Peter is taking part in his first Marathon which has a distance of 42.195km. If he runs an average of 5km/hr, how long does he take to finish the Marathon?
Don’t worry! We are not having a Maths class today. Most of us are familiar with the triangle below that shows the relationship between Distance, Speed and Time.
The answer to the question above will be
Time = Distance/Speed
Now, assuming Peter needs to finish the Marathon in a shorter time, quite obviously he needs to run faster! What that means is he increases the probability of injuries such as falls and cramps if he increases his speed. The ability to run at the faster speed is also in question. So, how does what we had read is related to financial planning?
Think about it. Our financial goals are like the distance we need to clock. May it be accumulating a sum of money for our children education, retirement or a major purchase.
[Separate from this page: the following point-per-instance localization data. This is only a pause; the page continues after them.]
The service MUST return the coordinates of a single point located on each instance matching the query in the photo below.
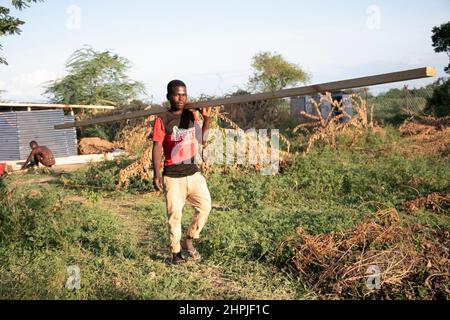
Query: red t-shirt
(180, 135)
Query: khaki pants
(194, 190)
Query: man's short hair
(173, 84)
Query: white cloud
(27, 86)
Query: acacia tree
(272, 72)
(95, 78)
(10, 25)
(441, 40)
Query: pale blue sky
(209, 44)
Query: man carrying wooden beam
(177, 134)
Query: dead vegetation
(336, 265)
(436, 202)
(326, 127)
(94, 146)
(426, 136)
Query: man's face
(178, 98)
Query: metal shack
(22, 123)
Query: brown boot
(189, 247)
(178, 259)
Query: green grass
(119, 239)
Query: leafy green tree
(95, 78)
(441, 40)
(10, 25)
(272, 72)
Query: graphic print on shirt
(185, 147)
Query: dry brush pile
(337, 121)
(336, 265)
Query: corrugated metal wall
(9, 141)
(37, 125)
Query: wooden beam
(53, 106)
(301, 91)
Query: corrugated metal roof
(38, 126)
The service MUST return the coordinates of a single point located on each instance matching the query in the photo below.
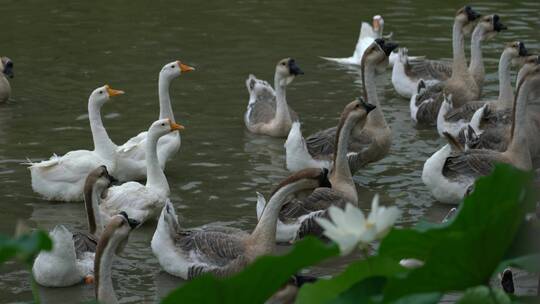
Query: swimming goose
(371, 142)
(6, 66)
(142, 201)
(72, 259)
(464, 85)
(131, 155)
(62, 177)
(452, 120)
(368, 34)
(296, 218)
(449, 175)
(114, 240)
(272, 116)
(188, 253)
(492, 123)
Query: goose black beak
(497, 25)
(294, 69)
(471, 14)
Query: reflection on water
(63, 51)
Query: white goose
(62, 178)
(188, 253)
(6, 67)
(114, 239)
(452, 120)
(72, 259)
(368, 34)
(268, 112)
(131, 155)
(142, 202)
(451, 172)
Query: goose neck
(341, 172)
(103, 265)
(476, 67)
(459, 63)
(103, 144)
(518, 148)
(264, 234)
(282, 109)
(91, 201)
(506, 94)
(155, 178)
(375, 117)
(165, 107)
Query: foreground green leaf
(25, 247)
(258, 281)
(465, 251)
(485, 295)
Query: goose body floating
(132, 154)
(72, 259)
(368, 143)
(222, 251)
(62, 178)
(268, 112)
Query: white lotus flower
(350, 229)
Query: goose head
(164, 126)
(489, 26)
(98, 180)
(286, 71)
(310, 178)
(357, 111)
(174, 69)
(378, 25)
(169, 216)
(6, 65)
(467, 17)
(102, 94)
(377, 53)
(529, 63)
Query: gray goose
(464, 85)
(188, 253)
(370, 142)
(297, 217)
(268, 112)
(451, 172)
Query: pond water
(62, 50)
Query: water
(63, 50)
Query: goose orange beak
(185, 68)
(112, 92)
(175, 126)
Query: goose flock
(124, 186)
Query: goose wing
(215, 248)
(471, 164)
(84, 242)
(428, 69)
(465, 112)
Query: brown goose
(450, 174)
(452, 120)
(370, 142)
(6, 66)
(188, 253)
(72, 258)
(269, 113)
(112, 241)
(492, 127)
(463, 85)
(296, 218)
While we can usually change the variable of distance, speed and time, the reality in life is we have not much allowance to change. For example, if we need to plan for our child’s education fund in 18 years time and if we can move at our comfortable “speed”, we may be able to take 20 years to achieve it. However, we are very unlikely to delay this “time” to 20 years because that would mean our children are starting their university 2 years later than it should be. In order to achieve that “distance” in the given “time”, we will have to run at a faster “speed”. This means we may have to get a higher returns to get to our financial goals. Always remember that higher returns usually means higher risk as well. We are always prepared for a higher returns but are we prepared for a higher risk?
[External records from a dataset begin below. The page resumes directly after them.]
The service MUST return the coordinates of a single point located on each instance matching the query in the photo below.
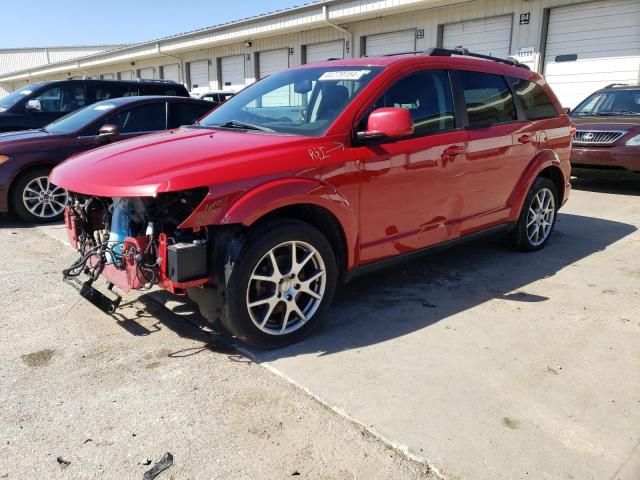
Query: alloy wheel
(540, 217)
(44, 199)
(286, 288)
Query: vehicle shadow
(400, 300)
(602, 185)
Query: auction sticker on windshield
(343, 75)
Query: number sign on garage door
(232, 72)
(199, 76)
(319, 52)
(146, 73)
(271, 62)
(171, 72)
(591, 45)
(488, 36)
(393, 42)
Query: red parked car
(317, 174)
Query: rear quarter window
(534, 100)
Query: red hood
(179, 160)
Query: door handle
(527, 138)
(454, 150)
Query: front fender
(248, 206)
(544, 159)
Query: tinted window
(63, 98)
(488, 98)
(427, 95)
(149, 117)
(534, 99)
(105, 92)
(186, 113)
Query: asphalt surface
(478, 362)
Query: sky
(76, 22)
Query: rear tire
(280, 284)
(35, 200)
(537, 218)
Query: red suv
(317, 174)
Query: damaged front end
(136, 243)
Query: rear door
(410, 193)
(500, 146)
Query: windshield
(10, 100)
(74, 121)
(300, 102)
(610, 103)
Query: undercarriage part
(94, 296)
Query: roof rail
(444, 52)
(154, 80)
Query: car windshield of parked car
(610, 103)
(80, 118)
(300, 102)
(13, 98)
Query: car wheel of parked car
(34, 199)
(281, 283)
(537, 218)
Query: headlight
(633, 141)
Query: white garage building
(579, 45)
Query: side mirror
(107, 133)
(390, 123)
(34, 105)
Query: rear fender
(544, 159)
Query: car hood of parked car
(26, 140)
(183, 159)
(607, 122)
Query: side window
(534, 99)
(427, 95)
(149, 117)
(63, 98)
(186, 113)
(488, 98)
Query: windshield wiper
(245, 126)
(619, 112)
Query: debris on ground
(165, 462)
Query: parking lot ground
(486, 363)
(111, 394)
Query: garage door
(319, 52)
(488, 36)
(393, 42)
(232, 73)
(146, 73)
(591, 45)
(199, 76)
(271, 62)
(171, 72)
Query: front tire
(537, 218)
(280, 285)
(35, 200)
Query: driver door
(410, 192)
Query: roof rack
(444, 52)
(154, 80)
(617, 85)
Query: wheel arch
(546, 164)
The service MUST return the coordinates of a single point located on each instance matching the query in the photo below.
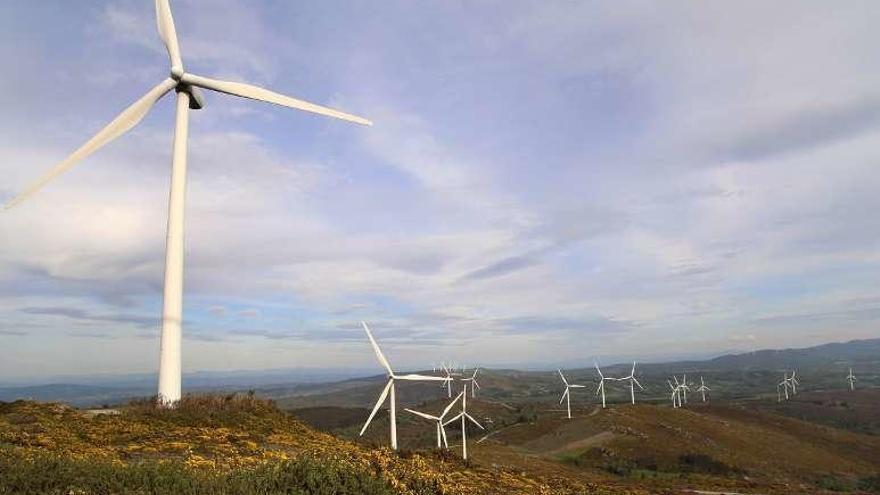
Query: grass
(48, 474)
(223, 445)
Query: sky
(546, 182)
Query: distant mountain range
(856, 353)
(332, 386)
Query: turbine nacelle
(196, 96)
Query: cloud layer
(545, 182)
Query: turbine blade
(378, 351)
(449, 406)
(457, 416)
(257, 93)
(474, 421)
(563, 377)
(165, 23)
(379, 402)
(119, 126)
(426, 416)
(422, 378)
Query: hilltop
(749, 447)
(225, 445)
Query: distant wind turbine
(703, 389)
(474, 384)
(851, 379)
(684, 388)
(188, 98)
(794, 382)
(464, 416)
(566, 396)
(675, 396)
(784, 384)
(602, 379)
(441, 430)
(389, 388)
(449, 375)
(633, 381)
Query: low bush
(53, 475)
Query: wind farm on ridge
(557, 398)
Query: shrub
(704, 464)
(871, 484)
(53, 475)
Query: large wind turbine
(703, 388)
(186, 85)
(566, 396)
(465, 417)
(441, 431)
(633, 381)
(389, 388)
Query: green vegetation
(48, 474)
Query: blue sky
(545, 182)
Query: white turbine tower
(449, 375)
(473, 380)
(784, 384)
(441, 431)
(684, 388)
(633, 381)
(602, 380)
(566, 396)
(794, 382)
(389, 388)
(703, 389)
(676, 394)
(465, 417)
(188, 97)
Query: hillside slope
(221, 437)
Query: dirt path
(591, 441)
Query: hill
(224, 445)
(749, 447)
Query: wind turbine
(703, 388)
(601, 388)
(473, 380)
(441, 431)
(389, 388)
(684, 388)
(633, 381)
(794, 382)
(676, 395)
(449, 375)
(464, 416)
(188, 98)
(784, 384)
(566, 396)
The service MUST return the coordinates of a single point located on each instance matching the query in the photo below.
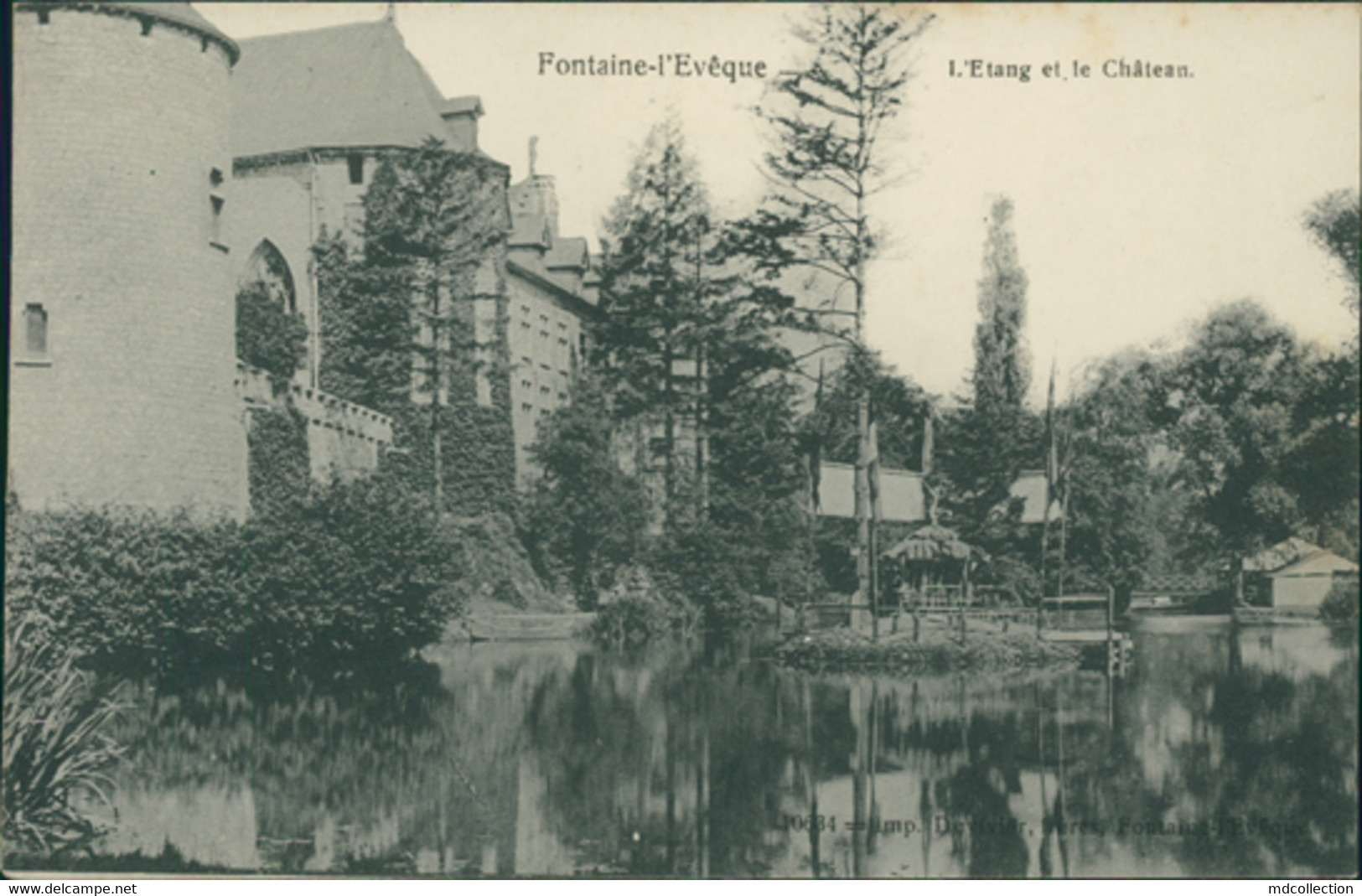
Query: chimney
(461, 116)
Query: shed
(932, 562)
(1296, 573)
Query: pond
(1222, 752)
Let’s use the weekend to think of the “distance” we need to clock-
- What is my financial goal?
- How much is needed?
What is the “time” required –
- When do I need to achieve my financial goal?
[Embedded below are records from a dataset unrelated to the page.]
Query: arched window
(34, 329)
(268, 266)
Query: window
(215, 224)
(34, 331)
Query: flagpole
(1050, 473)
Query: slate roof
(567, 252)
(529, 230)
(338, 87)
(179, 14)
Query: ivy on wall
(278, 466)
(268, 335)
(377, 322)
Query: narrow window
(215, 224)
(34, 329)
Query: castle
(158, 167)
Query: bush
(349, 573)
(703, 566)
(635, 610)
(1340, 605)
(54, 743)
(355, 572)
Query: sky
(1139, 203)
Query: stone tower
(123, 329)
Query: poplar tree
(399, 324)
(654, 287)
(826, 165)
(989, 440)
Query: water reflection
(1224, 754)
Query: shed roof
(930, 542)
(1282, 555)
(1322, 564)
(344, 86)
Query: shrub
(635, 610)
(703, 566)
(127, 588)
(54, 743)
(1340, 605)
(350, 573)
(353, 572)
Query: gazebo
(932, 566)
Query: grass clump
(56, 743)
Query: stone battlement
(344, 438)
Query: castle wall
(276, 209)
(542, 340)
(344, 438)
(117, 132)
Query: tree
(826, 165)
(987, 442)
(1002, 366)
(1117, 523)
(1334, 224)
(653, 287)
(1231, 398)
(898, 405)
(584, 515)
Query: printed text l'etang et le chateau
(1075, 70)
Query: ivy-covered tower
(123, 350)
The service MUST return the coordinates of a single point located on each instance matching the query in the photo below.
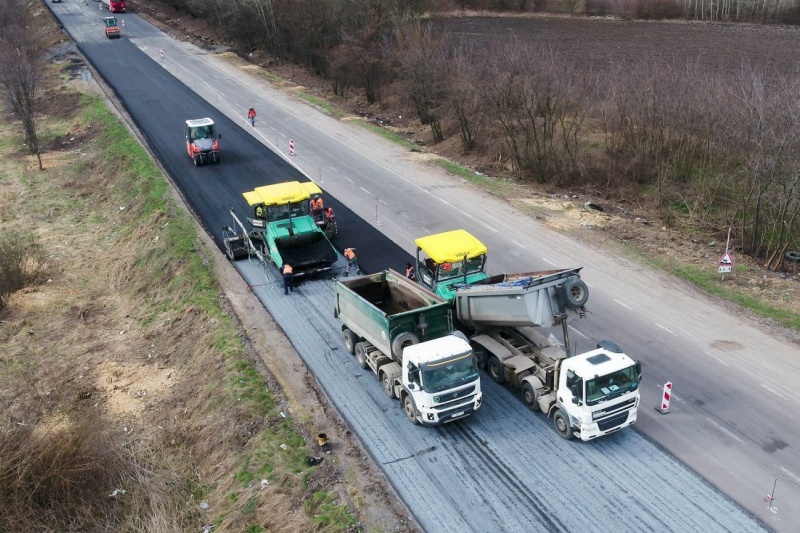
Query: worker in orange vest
(352, 259)
(288, 273)
(317, 208)
(330, 221)
(411, 272)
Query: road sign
(726, 263)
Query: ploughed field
(597, 41)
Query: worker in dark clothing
(351, 255)
(287, 278)
(411, 272)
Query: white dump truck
(587, 395)
(403, 333)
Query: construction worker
(411, 272)
(317, 207)
(330, 220)
(352, 259)
(287, 272)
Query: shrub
(21, 259)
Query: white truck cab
(597, 393)
(440, 381)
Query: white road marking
(666, 329)
(773, 391)
(726, 431)
(717, 358)
(577, 331)
(790, 474)
(623, 305)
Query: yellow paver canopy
(282, 193)
(451, 246)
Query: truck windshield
(606, 387)
(437, 377)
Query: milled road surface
(504, 467)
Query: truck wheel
(496, 370)
(388, 386)
(577, 292)
(561, 422)
(361, 354)
(402, 341)
(350, 340)
(530, 396)
(411, 411)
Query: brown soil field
(599, 42)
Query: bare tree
(20, 70)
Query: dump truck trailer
(587, 395)
(404, 334)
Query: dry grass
(121, 370)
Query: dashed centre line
(666, 329)
(717, 358)
(623, 305)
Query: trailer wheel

- How much time do I have?
The “speed” that we can go.
- What is the minimum rate of returns I need to get?
- How much risk can I accept?
In most cases, we can adjust the financial goals and rate of returns but we cannot control the time. If we delayed a plan by 5 years, we are unable to cover this time loss but to increase to rate of return or reduce the financial goals. We have the experience, or heard of a colleague, of waking up late and have to rush to the office. We could had wake up early and take our own sweet time to make our way to office. Similarly, we can start to plan later and stress over achieving it especially when the market is bad or we can start to plan early, allowing ourselves to relax and cushion over the bad times. The choice is ours!